太子堂のある愛知県足助町(あすけちょう)の飯盛山には山頂に磐座があり、その磐座の一つの岩の上に、足助八幡宮の奥宮が祀られています。これらはすべて今回辿っているレイライン上に位置しています。飯盛山の北側の麓には東西に足助川が流れていますが、その右岸(北岸)には足助川に沿って、中馬街道(ちゅうまかいどう)が通っています。中馬街道は塩の道の一つで三河湾で製造された塩を現在の豊田市を経由して、長野県飯田市に運ぶ街道でした。そんな中馬街道に沿って、中馬街道一栄えた足助宿が発展しました。今回はその中馬街道の目抜き通りの街角に祀られている神社と地蔵堂を紹介します。

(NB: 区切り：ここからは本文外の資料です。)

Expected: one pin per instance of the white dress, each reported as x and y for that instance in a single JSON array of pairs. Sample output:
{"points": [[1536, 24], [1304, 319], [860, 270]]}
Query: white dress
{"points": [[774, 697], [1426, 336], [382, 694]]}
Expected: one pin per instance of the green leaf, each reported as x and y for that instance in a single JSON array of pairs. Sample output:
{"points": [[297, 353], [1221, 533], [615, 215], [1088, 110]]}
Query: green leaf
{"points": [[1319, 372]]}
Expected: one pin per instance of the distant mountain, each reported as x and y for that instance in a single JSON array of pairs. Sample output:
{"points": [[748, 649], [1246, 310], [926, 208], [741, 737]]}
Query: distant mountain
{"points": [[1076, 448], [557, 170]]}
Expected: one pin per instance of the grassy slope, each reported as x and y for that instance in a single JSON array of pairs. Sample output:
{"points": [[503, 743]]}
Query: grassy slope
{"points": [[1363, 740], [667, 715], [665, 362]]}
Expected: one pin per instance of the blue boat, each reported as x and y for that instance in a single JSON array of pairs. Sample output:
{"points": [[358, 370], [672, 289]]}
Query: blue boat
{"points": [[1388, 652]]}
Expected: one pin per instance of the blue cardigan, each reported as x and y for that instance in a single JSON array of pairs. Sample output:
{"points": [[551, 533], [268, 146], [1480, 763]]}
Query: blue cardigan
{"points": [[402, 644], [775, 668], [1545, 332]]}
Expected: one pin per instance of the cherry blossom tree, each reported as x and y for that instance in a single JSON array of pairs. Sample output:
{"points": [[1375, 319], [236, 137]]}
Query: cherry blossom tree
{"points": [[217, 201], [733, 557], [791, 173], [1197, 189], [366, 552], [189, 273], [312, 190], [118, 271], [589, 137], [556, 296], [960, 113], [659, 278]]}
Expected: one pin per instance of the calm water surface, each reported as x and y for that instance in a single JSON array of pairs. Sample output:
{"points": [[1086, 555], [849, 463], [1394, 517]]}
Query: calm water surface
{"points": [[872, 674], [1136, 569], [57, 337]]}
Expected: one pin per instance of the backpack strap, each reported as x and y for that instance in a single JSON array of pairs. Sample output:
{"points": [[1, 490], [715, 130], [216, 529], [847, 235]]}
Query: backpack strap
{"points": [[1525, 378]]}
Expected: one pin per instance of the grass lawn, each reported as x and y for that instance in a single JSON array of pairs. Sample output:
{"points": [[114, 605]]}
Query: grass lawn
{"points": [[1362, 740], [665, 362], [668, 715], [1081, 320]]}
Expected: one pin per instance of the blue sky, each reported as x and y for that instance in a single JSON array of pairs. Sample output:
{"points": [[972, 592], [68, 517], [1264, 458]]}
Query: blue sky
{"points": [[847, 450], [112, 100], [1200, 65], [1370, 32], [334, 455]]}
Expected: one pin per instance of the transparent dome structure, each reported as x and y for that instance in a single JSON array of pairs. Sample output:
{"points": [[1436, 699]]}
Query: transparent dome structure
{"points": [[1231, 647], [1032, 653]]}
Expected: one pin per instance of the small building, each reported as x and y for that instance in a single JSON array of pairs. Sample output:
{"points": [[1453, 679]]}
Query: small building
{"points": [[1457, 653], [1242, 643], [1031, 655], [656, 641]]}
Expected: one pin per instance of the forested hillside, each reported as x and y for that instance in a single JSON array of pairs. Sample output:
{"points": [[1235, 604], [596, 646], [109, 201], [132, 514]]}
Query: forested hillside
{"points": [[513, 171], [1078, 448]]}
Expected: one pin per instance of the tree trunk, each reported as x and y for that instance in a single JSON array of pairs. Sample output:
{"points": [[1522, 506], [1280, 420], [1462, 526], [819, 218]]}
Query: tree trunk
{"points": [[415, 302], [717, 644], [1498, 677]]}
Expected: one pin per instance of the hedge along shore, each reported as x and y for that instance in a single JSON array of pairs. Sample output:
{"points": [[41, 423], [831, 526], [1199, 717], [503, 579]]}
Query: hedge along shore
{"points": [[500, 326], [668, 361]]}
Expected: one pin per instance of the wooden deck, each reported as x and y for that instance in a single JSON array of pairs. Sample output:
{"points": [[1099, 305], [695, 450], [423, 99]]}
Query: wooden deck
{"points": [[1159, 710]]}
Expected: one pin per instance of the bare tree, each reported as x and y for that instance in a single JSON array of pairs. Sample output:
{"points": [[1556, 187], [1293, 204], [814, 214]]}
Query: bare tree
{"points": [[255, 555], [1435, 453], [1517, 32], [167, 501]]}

愛知県豊田市足助町 飯盛山(磐座/足助八幡宮奥宮)/お天王はん/本町地蔵堂
足助町 飯盛山(磐座/足助八幡宮奥宮)/お天王はん/本町地蔵堂
足助町 お天王はん/本町地蔵堂

●飯盛山

●飯盛山 磐座

愛車を駐めた足助八幡宮の東に位置する豊田市足助支所の駐車場に戻り、国道420号線から東に向かい、飯盛山の北側の麓から足助川にかかった橋に向かって左折して足助川に向かい、足助川を綿って中馬街道の四つ辻に出た。
その四つ辻から東方向の中馬街道を見たのが以下の写真。

愛知県豊田市足助町 足助宿 中馬街道

1階が商店、2階が防火壁の白壁に包まれた建物が目に付く。
建物は棟入(むねいり:2階の屋根がへノ字に見える方向が前面の建物)と平入(ひらいり:2階の屋根の頂がが一ノ字に見える方向が前面の建物)が入り混じっている。
江戸時代には表通りに面した長さ(間口)に応じて税金高が決められたので、間口が短くなる棟入で奥に長い建物にした方が税率は得だった。
ただ、小売業などをするには間口が広い方が有利なので、間口の長さに応じて税金高が決められたのだろう。
現在は中山道(なかせんどう)の妻籠宿や高山市の旧い町並みを目当てに海外の観光客が訪れるようになっているが、やはり平入の町家が並んでいる方が町並みは美しく見える。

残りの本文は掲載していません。